— А Штефанбург? — спросила я. — Может быть, его на самом деле нет? Маленькая копия Будапешта, о которой в Будапеште и не слыхали. Может быть, это вовсе сон.
— А как же Вена? — растерялся Фишер. — В Вене-то знают.
Помолчал, потер нос пальцем и сказал:
— Впрочем, что такое Вена? Имперская столица. Имперская бюрократия. Безумные люди. Вы знаете, что у нас чиновников больше, чем солдат? Культ бумажек, донесений, отношений, рескриптов, указов и всяких руководящих разъяснений. Для венского бюрократа реальности не существует. Бумага — вот его реальность. Написано — Штефанбург, значит — Штефанбург. Тем более если там есть три визы и две печати.

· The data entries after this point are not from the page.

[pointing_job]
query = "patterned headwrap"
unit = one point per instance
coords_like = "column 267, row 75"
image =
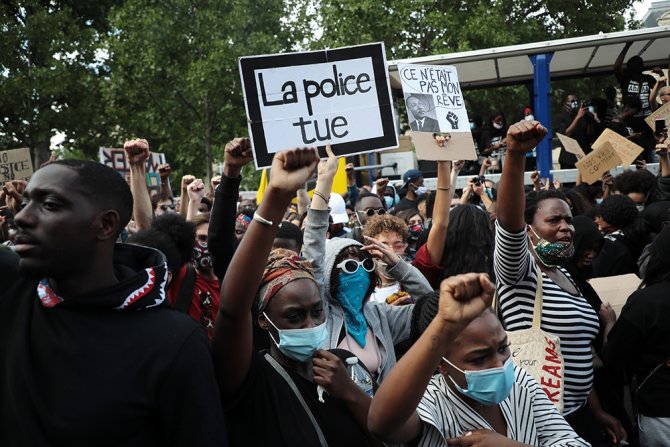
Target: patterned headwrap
column 283, row 267
column 243, row 220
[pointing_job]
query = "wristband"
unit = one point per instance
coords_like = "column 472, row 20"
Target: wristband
column 264, row 221
column 317, row 193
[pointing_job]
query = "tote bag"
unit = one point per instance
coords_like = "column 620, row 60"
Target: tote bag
column 539, row 352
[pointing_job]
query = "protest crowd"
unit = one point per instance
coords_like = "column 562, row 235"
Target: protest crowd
column 388, row 314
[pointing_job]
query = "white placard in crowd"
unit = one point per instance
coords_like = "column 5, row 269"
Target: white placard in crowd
column 15, row 164
column 115, row 158
column 436, row 112
column 339, row 96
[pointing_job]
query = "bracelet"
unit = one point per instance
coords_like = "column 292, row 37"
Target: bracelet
column 264, row 221
column 317, row 193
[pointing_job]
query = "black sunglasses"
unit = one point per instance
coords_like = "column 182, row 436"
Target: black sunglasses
column 371, row 211
column 351, row 265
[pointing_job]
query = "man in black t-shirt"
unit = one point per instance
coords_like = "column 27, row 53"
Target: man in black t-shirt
column 635, row 83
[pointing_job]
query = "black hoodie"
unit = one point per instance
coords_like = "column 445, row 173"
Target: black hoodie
column 115, row 367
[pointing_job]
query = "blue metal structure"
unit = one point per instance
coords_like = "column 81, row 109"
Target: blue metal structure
column 542, row 109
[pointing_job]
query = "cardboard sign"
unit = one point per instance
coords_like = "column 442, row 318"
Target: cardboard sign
column 571, row 145
column 15, row 164
column 436, row 112
column 341, row 97
column 593, row 166
column 115, row 158
column 627, row 151
column 662, row 113
column 616, row 289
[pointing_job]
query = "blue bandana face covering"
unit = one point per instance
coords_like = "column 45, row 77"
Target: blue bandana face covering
column 300, row 344
column 351, row 292
column 487, row 386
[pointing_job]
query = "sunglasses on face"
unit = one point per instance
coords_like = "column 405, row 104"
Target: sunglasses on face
column 351, row 265
column 371, row 211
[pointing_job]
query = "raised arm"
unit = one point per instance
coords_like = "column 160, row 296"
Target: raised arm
column 438, row 231
column 195, row 192
column 164, row 171
column 232, row 340
column 314, row 247
column 392, row 415
column 521, row 137
column 137, row 154
column 221, row 238
column 183, row 194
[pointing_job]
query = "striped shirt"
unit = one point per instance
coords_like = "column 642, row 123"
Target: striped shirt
column 530, row 417
column 568, row 316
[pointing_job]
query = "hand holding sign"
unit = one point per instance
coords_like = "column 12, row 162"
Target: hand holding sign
column 291, row 169
column 524, row 136
column 137, row 151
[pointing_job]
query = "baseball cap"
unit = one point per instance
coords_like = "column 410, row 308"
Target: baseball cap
column 338, row 210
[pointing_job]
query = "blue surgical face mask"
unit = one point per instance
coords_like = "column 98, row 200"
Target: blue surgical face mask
column 300, row 344
column 391, row 201
column 487, row 386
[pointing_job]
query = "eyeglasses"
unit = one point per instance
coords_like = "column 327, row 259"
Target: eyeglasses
column 371, row 211
column 351, row 265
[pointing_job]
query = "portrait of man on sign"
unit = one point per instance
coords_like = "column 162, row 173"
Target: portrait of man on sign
column 420, row 106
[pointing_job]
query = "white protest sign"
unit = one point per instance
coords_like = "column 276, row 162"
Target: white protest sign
column 340, row 97
column 115, row 158
column 15, row 164
column 436, row 112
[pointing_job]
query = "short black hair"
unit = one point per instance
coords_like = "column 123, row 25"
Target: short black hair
column 180, row 231
column 104, row 186
column 534, row 198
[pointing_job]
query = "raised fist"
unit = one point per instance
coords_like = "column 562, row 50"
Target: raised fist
column 453, row 120
column 137, row 151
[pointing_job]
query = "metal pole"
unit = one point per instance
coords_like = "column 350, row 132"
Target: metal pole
column 542, row 109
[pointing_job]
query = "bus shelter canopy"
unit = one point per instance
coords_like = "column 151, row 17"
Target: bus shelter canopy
column 573, row 57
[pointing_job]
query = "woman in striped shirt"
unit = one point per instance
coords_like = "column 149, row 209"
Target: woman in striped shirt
column 479, row 398
column 543, row 221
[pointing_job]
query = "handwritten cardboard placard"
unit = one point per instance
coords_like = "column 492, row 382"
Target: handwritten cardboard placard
column 571, row 145
column 627, row 151
column 340, row 96
column 662, row 113
column 602, row 159
column 115, row 158
column 436, row 112
column 616, row 289
column 15, row 164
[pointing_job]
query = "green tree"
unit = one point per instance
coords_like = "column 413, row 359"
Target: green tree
column 50, row 74
column 174, row 73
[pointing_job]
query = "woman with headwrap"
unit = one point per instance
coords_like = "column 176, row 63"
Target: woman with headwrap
column 639, row 343
column 273, row 399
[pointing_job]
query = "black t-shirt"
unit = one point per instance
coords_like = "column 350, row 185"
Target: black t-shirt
column 633, row 84
column 265, row 411
column 580, row 133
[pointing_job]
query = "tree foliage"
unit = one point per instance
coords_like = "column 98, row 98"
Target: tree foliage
column 49, row 77
column 174, row 75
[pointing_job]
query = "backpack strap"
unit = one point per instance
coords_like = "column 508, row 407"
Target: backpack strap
column 282, row 372
column 185, row 296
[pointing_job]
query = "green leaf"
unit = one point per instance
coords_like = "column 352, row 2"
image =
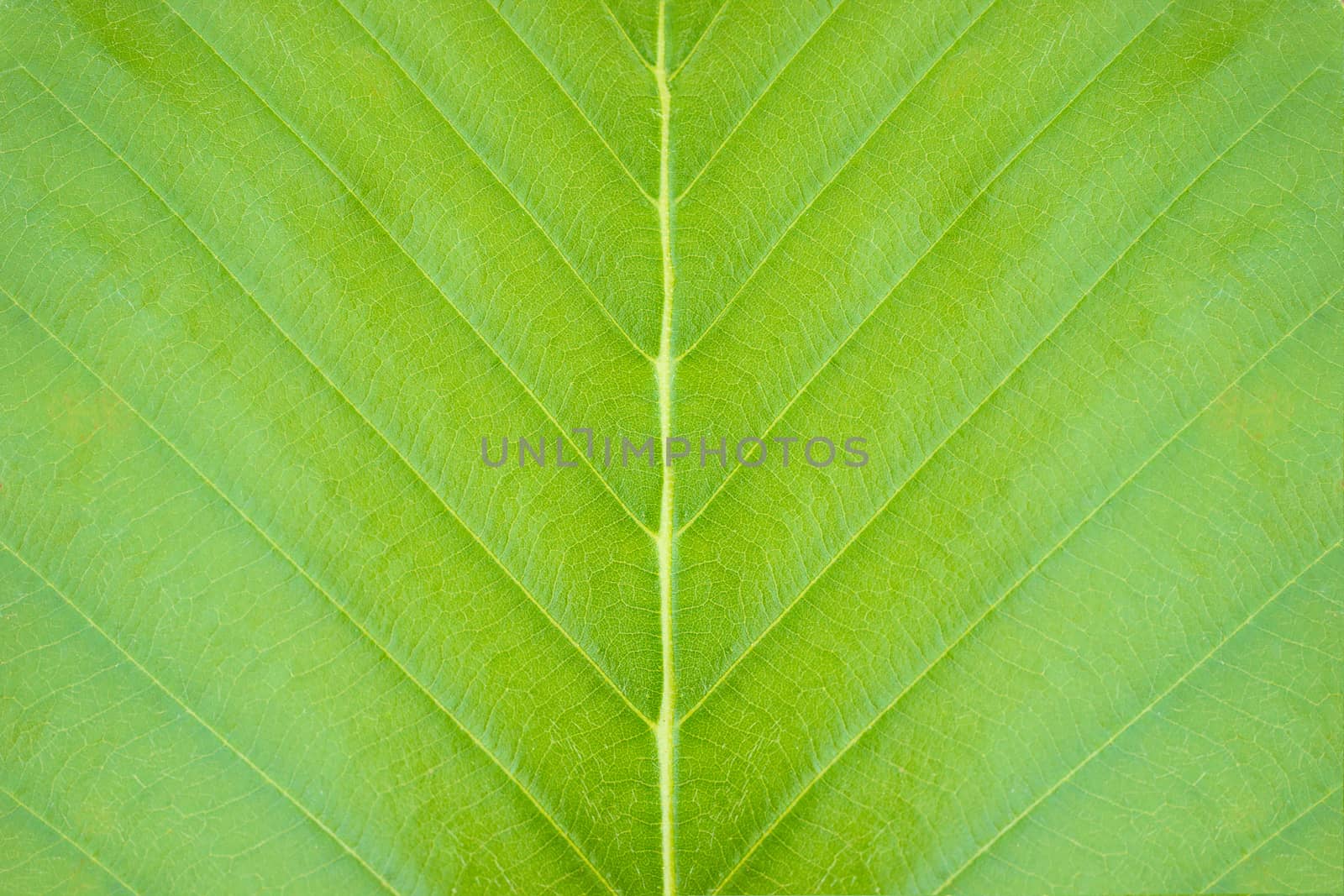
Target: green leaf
column 269, row 271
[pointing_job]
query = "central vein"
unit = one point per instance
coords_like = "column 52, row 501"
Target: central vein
column 665, row 369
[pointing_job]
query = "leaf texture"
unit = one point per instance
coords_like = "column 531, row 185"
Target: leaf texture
column 269, row 271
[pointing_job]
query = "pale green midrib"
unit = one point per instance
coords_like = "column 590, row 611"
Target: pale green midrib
column 983, row 402
column 665, row 732
column 205, row 725
column 761, row 96
column 1021, row 579
column 62, row 835
column 322, row 159
column 280, row 551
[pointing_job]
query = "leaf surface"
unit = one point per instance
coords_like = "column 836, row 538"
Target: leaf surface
column 269, row 271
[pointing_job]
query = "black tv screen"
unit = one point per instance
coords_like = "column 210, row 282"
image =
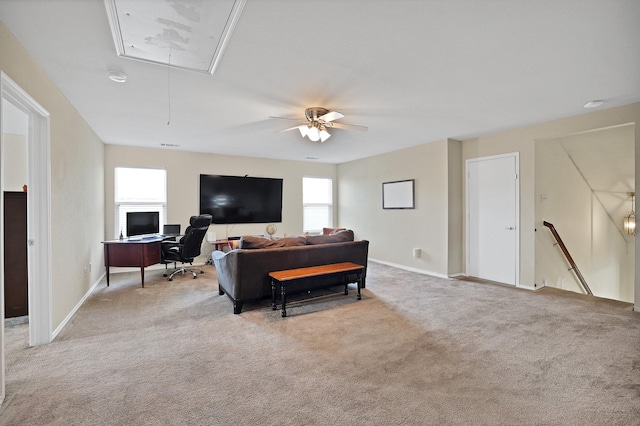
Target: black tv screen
column 238, row 199
column 142, row 223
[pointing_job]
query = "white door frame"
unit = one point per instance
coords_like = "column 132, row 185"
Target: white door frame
column 38, row 218
column 515, row 155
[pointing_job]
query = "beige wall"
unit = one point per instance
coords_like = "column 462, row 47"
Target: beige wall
column 77, row 182
column 393, row 234
column 183, row 172
column 14, row 162
column 436, row 225
column 523, row 140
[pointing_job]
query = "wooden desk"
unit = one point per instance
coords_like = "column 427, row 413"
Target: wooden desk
column 133, row 253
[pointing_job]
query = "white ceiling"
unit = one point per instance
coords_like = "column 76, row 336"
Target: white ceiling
column 412, row 71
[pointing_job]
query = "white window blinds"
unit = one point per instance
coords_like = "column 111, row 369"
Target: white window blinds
column 139, row 190
column 317, row 198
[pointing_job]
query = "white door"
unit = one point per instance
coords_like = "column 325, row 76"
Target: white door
column 492, row 218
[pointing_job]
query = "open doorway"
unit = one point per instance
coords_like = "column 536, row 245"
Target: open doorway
column 38, row 215
column 14, row 190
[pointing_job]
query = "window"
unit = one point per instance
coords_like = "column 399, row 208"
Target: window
column 317, row 198
column 139, row 190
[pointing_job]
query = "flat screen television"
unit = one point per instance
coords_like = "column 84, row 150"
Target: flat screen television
column 143, row 223
column 240, row 199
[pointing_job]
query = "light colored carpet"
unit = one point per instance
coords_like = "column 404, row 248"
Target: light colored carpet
column 415, row 350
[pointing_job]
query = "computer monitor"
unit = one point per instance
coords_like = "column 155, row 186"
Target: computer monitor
column 171, row 229
column 143, row 223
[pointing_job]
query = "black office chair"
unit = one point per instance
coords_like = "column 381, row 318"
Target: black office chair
column 187, row 248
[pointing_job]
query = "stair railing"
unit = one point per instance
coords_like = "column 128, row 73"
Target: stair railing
column 568, row 256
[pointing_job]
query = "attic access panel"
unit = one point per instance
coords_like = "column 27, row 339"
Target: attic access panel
column 187, row 34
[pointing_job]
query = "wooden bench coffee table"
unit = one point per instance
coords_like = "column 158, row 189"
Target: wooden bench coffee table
column 345, row 269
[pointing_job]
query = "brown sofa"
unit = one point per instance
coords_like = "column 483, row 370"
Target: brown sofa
column 243, row 273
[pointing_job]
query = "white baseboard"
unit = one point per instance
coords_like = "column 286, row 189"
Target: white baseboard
column 410, row 269
column 75, row 308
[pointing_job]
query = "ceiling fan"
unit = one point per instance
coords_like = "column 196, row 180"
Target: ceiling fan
column 318, row 120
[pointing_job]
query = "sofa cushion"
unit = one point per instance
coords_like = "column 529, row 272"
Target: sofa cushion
column 337, row 237
column 328, row 231
column 254, row 242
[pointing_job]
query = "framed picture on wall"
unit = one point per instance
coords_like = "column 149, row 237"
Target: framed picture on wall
column 399, row 194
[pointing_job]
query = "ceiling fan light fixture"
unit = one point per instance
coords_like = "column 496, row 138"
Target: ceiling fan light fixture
column 313, row 134
column 324, row 135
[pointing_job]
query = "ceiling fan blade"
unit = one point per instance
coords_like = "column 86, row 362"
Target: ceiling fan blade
column 290, row 128
column 346, row 126
column 287, row 118
column 330, row 116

Так что вполне возможно, все это действительно сон.
— В каком-то отвлеченном смысле? — вдруг испугалась я. — Вроде испанской классической драмы «Жизнь есть сон»?
— Не только. Хотя и в отвлеченном смысле тоже. В отвлеченном смысле, дорогая Адальберта, вся наша жизнь есть сон. Юдоль скорбей. А настоящая жизнь будет там, там! — Он протянул руку к окну и показал на небо. — Но и в реальном, в простом, в конкретном смысле это тоже сон…
Тут мне показалось, что он мстительно усмехнулся.
— Позволю себе откровенность, быть может, неуместную в разговоре с юной барышней. Но уж раз пошли такие вопросы… — И Фишер замолчал, словно ожидая приглашения.
— Меня трудно смутить. Вперед! — сказала я.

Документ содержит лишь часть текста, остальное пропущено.